After qualifying over a second behind Max Verstappen at the Japanese Grand Prix, Lewis Hamilton claimed that the weakness in Mercedes’ W14 car concept was exposed at Suzuka. 


The seven-time world champion, who pipped teammate George Russell to a low-key seventh, insisted that Mercedes need to ditch the current philosophy they have largely stuck by since the introduction of new aerodynamic regulations last year. 

After their unprecedented run of eight consecutive constructors’ titles, Mercedes have endured a difficult two seasons and managed just a single victory in the 37 races since the start of 2022. 

"Lewis and George together are always giving us feedback on where the weakness is,” Mercedes trackside engineering director Andrew Shovlin said. 

“And whilst they might be identifying different causes of it, we know that, fundamentally, the car doesn't have enough stability.

"We know that they don't have the confidence to just throw it into a high-speed corner, and not have some concern that the rear is going to slide more than they want and be a bit of a challenge.

"Whilst you might see different comments in the press, the two of them are very aligned on where the weaknesses are, and where we need to improve it. We can see the GPS from other cars and that all ties in. So, you can build a picture of where you need to develop.

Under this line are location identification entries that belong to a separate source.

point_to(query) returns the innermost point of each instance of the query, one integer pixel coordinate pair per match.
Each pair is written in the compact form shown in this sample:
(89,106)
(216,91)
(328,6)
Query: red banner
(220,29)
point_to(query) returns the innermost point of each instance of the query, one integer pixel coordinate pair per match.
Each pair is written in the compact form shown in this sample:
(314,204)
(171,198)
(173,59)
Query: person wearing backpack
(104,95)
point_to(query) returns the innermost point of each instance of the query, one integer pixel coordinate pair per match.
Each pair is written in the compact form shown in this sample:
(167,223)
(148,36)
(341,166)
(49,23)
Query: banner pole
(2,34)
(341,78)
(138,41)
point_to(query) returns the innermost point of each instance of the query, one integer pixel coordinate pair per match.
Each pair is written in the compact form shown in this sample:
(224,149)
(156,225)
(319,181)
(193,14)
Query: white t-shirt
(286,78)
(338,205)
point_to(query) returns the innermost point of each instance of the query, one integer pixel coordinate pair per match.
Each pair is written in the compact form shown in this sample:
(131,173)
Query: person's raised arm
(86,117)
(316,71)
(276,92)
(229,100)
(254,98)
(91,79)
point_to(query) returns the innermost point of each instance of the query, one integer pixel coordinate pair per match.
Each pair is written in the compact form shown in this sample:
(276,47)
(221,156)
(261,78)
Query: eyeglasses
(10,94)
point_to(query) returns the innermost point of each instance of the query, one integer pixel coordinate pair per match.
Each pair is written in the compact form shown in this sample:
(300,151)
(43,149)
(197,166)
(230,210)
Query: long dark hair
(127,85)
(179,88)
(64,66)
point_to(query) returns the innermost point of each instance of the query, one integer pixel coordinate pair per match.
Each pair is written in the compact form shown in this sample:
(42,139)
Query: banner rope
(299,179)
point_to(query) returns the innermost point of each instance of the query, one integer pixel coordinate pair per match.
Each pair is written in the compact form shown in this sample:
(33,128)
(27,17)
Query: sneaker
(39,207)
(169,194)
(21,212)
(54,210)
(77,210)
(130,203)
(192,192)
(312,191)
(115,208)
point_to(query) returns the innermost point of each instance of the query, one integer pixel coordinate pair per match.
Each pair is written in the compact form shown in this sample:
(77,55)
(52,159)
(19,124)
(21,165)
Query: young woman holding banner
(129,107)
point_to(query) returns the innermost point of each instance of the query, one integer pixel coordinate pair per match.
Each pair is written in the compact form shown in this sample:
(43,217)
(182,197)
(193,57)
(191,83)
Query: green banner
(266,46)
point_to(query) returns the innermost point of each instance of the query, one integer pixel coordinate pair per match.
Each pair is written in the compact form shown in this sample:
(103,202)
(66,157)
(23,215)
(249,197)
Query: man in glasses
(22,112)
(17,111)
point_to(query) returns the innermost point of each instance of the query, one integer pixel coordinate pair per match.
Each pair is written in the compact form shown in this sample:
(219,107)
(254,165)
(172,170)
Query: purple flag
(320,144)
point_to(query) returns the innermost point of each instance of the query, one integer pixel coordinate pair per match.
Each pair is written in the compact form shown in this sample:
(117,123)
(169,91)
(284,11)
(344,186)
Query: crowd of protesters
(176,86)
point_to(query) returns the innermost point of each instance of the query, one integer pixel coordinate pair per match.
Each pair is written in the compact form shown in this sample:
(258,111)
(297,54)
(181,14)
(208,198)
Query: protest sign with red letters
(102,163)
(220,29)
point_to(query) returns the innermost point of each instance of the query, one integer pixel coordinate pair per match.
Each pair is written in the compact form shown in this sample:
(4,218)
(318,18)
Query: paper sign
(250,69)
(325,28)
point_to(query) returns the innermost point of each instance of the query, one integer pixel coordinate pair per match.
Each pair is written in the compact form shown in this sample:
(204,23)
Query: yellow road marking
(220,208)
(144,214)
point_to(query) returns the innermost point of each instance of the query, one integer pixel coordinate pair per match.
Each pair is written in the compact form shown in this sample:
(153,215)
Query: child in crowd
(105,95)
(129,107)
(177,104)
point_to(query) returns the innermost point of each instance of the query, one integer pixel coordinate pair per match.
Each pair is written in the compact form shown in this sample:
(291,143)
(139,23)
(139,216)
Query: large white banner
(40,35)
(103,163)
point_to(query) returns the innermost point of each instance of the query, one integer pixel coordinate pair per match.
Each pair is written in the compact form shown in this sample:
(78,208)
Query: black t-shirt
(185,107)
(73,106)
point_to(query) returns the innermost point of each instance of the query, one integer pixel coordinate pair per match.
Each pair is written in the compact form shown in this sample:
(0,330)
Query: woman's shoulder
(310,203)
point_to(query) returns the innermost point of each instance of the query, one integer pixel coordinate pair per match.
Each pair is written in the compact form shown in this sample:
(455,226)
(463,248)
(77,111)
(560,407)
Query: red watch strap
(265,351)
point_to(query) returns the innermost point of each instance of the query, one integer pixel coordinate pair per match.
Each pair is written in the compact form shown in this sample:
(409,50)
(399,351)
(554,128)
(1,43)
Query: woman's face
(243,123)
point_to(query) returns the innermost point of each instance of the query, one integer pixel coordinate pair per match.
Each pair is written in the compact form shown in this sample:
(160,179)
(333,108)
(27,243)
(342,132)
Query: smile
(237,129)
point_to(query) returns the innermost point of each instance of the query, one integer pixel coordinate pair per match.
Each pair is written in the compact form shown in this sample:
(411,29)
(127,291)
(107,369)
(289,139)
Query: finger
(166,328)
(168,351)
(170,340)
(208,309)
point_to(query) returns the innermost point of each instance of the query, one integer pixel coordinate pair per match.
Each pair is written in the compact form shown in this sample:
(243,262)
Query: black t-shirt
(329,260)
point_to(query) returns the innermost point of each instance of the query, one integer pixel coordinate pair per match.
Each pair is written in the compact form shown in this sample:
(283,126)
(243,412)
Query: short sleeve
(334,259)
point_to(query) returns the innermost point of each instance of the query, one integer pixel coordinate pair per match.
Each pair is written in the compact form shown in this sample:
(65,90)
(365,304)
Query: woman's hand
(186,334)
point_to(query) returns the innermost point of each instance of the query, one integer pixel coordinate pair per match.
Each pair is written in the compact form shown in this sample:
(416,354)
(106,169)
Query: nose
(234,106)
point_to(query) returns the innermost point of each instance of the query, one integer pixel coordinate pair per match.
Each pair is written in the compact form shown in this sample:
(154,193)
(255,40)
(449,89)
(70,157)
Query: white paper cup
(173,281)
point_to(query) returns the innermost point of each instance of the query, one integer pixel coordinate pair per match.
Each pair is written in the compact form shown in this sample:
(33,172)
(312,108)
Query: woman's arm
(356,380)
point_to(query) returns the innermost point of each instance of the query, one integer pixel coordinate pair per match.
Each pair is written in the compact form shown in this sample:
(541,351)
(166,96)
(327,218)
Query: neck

"And we're certainly not clinging on to any concepts that we have had before. We're very open-minded. We've had a pretty chastening couple of years, and we are a team that's working very hard to try and get back to the front.”

And Shovlin confirmed Mercedes are planning considerable changes for their 2024 challenger. 

"We are changing the car quite considerably for next year, but whether or not we can solve all the issues that we've got on the handling, that will depend on a number of projects delivering," he explained. 

"Those projects are underway and they're not complete. We've got some good directions to try and improve that.

"The car will be different. We've made a lot of changes to it, but it's very early in the development of a new car to be able to say, we've got it sorted."